NEC readies 2nd-generation Vector Engine, Type 20, offering higher memory bandwidth and a few more vector cores. NEC Readies 2nd Gen Vector Engine

Back at Supercomputing 2019 NEC announced the rollout of an enhanced version of their Vector Engines branded as Type 10E. Production for those VEs should have started in January.

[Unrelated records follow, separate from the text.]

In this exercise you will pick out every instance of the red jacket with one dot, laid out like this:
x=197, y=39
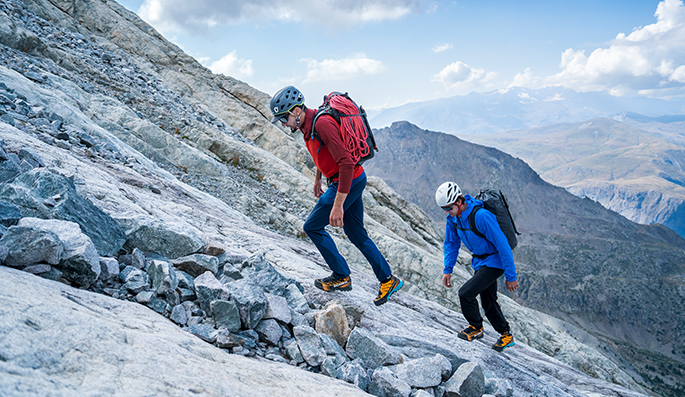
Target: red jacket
x=331, y=158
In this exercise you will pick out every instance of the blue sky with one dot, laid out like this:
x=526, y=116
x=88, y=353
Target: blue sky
x=390, y=52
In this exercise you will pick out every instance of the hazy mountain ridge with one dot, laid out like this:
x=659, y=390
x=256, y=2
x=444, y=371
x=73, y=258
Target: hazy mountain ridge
x=180, y=145
x=635, y=168
x=519, y=108
x=576, y=260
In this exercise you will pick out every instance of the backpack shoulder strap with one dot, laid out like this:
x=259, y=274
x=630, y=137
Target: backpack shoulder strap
x=322, y=111
x=472, y=221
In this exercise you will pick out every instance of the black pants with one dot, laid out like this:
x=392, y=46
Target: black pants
x=483, y=283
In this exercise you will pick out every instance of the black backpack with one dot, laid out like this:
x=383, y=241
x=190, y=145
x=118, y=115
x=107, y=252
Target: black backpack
x=358, y=116
x=495, y=202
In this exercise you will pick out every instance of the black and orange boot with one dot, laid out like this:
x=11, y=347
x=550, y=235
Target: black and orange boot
x=470, y=333
x=332, y=283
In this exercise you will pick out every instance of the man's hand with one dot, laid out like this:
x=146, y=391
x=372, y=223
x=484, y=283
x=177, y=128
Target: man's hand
x=447, y=280
x=336, y=216
x=512, y=285
x=317, y=188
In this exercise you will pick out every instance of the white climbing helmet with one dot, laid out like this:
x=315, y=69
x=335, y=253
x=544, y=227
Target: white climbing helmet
x=447, y=194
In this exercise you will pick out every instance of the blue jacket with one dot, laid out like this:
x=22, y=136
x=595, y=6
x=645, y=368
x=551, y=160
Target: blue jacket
x=496, y=241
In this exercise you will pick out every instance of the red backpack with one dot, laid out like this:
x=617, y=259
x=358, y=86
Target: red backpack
x=355, y=130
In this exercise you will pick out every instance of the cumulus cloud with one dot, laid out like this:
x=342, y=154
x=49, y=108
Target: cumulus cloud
x=199, y=15
x=442, y=47
x=231, y=65
x=463, y=78
x=337, y=69
x=649, y=60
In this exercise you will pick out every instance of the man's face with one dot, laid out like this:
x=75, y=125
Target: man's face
x=453, y=211
x=290, y=122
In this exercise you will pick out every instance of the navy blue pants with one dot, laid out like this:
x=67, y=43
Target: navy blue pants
x=483, y=283
x=353, y=226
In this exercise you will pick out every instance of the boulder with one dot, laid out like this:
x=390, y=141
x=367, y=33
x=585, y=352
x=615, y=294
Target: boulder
x=354, y=372
x=467, y=381
x=277, y=308
x=332, y=321
x=423, y=372
x=251, y=301
x=27, y=246
x=197, y=264
x=162, y=277
x=384, y=384
x=226, y=314
x=269, y=331
x=262, y=273
x=30, y=190
x=373, y=351
x=109, y=268
x=171, y=239
x=310, y=345
x=208, y=289
x=9, y=214
x=79, y=262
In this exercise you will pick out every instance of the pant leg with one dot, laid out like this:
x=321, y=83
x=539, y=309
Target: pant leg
x=315, y=225
x=493, y=312
x=481, y=281
x=353, y=221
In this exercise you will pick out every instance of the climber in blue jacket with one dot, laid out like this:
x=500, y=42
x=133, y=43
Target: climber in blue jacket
x=492, y=257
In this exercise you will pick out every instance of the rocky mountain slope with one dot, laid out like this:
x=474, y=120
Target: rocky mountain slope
x=576, y=260
x=632, y=165
x=178, y=161
x=519, y=108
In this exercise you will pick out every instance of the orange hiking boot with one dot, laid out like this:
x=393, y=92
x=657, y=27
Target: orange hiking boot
x=332, y=283
x=387, y=289
x=470, y=333
x=504, y=341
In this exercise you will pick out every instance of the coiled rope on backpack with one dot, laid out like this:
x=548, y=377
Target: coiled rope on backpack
x=353, y=133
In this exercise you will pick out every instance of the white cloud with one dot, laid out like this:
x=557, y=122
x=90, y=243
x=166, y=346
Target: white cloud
x=442, y=47
x=231, y=65
x=337, y=69
x=462, y=78
x=651, y=59
x=199, y=15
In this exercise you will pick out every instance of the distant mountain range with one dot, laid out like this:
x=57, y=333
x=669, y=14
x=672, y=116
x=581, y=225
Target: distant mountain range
x=576, y=260
x=632, y=164
x=521, y=108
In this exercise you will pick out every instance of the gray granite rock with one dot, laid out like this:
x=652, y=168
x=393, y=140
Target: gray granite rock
x=79, y=261
x=310, y=345
x=423, y=372
x=171, y=239
x=208, y=289
x=26, y=246
x=269, y=331
x=373, y=351
x=197, y=264
x=467, y=381
x=29, y=190
x=250, y=299
x=277, y=308
x=354, y=372
x=226, y=314
x=384, y=384
x=162, y=276
x=109, y=268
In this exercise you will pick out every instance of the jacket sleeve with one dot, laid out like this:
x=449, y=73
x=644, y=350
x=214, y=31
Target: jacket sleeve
x=486, y=222
x=451, y=246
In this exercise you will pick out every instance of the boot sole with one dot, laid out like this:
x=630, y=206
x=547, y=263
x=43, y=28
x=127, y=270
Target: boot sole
x=465, y=337
x=320, y=286
x=501, y=348
x=385, y=299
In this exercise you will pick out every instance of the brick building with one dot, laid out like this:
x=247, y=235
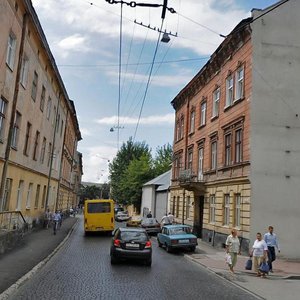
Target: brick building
x=231, y=167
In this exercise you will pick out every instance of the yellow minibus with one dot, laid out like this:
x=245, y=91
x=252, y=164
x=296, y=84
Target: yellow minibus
x=99, y=215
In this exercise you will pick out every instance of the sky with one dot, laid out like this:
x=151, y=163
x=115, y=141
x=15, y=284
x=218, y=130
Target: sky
x=117, y=101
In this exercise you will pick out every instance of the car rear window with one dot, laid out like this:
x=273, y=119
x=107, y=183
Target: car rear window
x=134, y=235
x=101, y=207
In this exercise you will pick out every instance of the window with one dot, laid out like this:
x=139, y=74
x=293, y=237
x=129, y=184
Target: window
x=192, y=121
x=229, y=91
x=212, y=208
x=239, y=83
x=36, y=145
x=44, y=196
x=11, y=51
x=200, y=164
x=177, y=207
x=203, y=114
x=24, y=71
x=43, y=95
x=216, y=102
x=16, y=130
x=43, y=150
x=228, y=149
x=238, y=146
x=7, y=193
x=34, y=86
x=37, y=196
x=27, y=139
x=19, y=195
x=226, y=209
x=190, y=160
x=187, y=207
x=49, y=154
x=2, y=116
x=49, y=105
x=237, y=210
x=213, y=159
x=29, y=192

Ahead of the COVID-19 pandemic and shutdowns, at a workshop earlier this year, NEC started talking about their second-generation Vector Engine Type 20. NEC said second generation looks very similar to their first generation SX-Aurora. The company is adding two additional cores for a total of 10 cores in the highest-end models. Additionally, NEC is bumping the memory bandwidth and frequency for a modest improvement in performance over first-generation (both VE Type 10 and Type 10E). NEC says that it made some enhancements to the core architecture as well but was not ready to disclose those changes at that time. Presumably, overall, the full SoC structure has not changed.


Two initial models were announced, the VE Type 20A and the Type 20B. Like their predecessors, both processors have 6 HBM2 stacks with a total memory capacity of 48 GiB. In the Type 10, NEC switched to higher-binned DRAM dies supporting data rates of up to 1.76 GT/s for a total peak bandwidth of 1.35 TB/s. The new Type 20 models will push this further by around 13% to a hair under 2 GT/s for the higher peak bandwidth of 1.53 TB/s.

Type 10E vs Type 20
Type 10AE 10BE 10CE 20A 20B
Cores 8 8 8 10 8
Clock (GHz) 1.584 1.408 1.40 1.60 1.60
Perf/Core (gigaFLOPS) 304.1 270.3 268.8 307 307
Perf (teraFLOPS) 2.433 2.163 2.150 3.07 2.46
Memory (Hi) 8 8 4 8 8
Memory (GiB) 48 48 24 48 48
Bandwidth (TB/s) 1.35 1.35 1.00 1.53 1.53

Type 20B will remain eight cores, albeit with some new enhancements. Type 20A will offer the full ten-core configuration. Both processors will operate at 1.6 GHz or 307 gigaFLOPS/core. The peak performance for the 20B is the same as the 10A but the real application performance should be higher due to the improved memory bandwidth. Whereas the 10AE is at 0.55 B/FLOP, the 20B improves that slightly to 0.63 B/FLOP. With two additional core, the 20A will have a new peak performance of 3.07 teraFLOPS. However, having the same peak bandwidth as the 20B, the 20A decreases the bytes per flop rate from the HBM down to 0.5 B/FLOP.